Ce cordonnier mériterait tellement d'être mieux chaussé
Le Voleur et le Cordonnier fut un chantier pas possible. Démarré en 1962 et terminé dans les années 90 (!), il connut plusieurs versions non voulues (et aujourd'hui introuvables) par son réalisateur, Richard Williams. Des scènes enlevées, des scènes rajoutées, un personnage initialement muet qui se met à nous donner ses pensées par voix-off alors que la mise en scène suffit très largement à comprendre ce qu'il a en tête, le rendant pénible... C'est un bazar monstre pour parler de ce film. J'évoquerai la version que j'ai vue, la Recobbled Cut faite par des fans qui est sensée reproduire la travail original, tel qu'il était pensé. Cela inclut des brouillons de scènes qui n'ont pas été finalisées ni doublées, des gribouillis au crayon de papier avec le minimum d'animation. Un travail qui ne fut donc pas fini et qui n'existe nulle part ailleurs que sur Internet. Triste perte pour une telle pépite.
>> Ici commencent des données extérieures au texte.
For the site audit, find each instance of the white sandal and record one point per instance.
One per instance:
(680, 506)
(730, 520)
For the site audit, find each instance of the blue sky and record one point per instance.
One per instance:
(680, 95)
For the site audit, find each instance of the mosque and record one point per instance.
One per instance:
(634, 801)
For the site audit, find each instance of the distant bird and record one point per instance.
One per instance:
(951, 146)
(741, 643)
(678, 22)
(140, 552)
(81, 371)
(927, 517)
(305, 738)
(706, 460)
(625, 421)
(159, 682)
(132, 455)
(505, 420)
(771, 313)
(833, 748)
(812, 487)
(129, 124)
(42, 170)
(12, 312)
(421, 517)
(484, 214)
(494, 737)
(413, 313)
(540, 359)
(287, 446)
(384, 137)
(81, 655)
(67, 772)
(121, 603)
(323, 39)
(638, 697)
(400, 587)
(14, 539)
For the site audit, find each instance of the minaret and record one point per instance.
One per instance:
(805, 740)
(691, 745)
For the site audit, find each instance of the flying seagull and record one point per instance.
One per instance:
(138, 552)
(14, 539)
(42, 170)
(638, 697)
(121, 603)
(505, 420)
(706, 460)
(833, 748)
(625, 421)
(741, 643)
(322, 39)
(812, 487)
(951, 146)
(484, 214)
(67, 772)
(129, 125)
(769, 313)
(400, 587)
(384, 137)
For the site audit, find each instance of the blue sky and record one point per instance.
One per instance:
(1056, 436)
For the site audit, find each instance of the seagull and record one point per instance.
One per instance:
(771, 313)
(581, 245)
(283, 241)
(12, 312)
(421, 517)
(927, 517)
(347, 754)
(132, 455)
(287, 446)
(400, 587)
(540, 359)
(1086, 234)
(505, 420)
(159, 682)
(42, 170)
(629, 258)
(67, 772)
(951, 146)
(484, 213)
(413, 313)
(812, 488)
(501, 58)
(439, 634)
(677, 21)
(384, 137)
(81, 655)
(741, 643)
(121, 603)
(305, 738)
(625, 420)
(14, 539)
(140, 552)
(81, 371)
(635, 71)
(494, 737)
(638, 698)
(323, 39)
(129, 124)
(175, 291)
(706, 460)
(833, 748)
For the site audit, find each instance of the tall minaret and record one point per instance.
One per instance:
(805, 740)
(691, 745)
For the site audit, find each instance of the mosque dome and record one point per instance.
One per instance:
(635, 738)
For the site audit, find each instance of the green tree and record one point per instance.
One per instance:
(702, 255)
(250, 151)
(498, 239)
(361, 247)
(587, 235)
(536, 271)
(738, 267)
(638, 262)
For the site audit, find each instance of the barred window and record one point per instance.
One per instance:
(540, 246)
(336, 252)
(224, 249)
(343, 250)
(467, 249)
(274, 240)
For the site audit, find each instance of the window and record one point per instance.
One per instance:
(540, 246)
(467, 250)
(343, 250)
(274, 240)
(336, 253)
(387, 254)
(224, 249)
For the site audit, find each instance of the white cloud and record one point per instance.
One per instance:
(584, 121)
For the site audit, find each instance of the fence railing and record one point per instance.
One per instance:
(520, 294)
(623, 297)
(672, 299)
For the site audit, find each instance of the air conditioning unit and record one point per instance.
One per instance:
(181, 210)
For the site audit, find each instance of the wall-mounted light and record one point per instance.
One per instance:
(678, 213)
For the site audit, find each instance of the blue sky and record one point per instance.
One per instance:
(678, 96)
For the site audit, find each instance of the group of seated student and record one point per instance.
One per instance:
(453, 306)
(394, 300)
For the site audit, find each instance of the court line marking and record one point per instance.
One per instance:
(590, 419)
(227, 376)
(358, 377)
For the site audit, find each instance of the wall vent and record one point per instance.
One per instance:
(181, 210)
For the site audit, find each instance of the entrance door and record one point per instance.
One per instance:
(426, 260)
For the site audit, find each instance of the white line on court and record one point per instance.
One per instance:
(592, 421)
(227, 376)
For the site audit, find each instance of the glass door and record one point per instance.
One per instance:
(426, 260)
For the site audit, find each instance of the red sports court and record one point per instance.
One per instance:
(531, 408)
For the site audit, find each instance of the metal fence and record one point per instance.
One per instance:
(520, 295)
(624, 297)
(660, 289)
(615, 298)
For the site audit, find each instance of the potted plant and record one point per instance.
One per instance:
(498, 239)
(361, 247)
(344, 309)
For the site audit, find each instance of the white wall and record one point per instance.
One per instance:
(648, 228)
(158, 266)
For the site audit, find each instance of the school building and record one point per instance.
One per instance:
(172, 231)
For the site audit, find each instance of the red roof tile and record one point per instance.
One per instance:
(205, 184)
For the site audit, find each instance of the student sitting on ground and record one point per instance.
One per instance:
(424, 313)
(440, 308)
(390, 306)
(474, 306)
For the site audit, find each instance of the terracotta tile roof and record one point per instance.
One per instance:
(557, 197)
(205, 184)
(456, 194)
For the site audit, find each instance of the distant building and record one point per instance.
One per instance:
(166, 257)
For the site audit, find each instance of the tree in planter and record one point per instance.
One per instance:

Dès les premières images, vous allez vous dire "Eh, mais c'est quoi ce plagiat d'Aladdin ?". L'ambiance des 1001 Nuits, l'humble personnage qui va vivre une histoire d'amour avec une princesse, le vizir sournois (joué par Vincent Price, excusez du peu) à la peau de la même couleur bleue qu'un certain Génie, le sultan débonnaire, les décors, les péripéties farfelues... Tout y est. Il faut quand même rappeler que la conception du film a commencé dans les années 60 et que diverses personnes ayant bossé dessus ont rejoint Disney pour travailler sur Aladdin. Tout de suite, ça remet les choses en perspective. Il faut aussi oublier les nombreux passages non finis de cette version (il paraît que les autres sont un massacre). Alors, qu'y a-t-il à manger ?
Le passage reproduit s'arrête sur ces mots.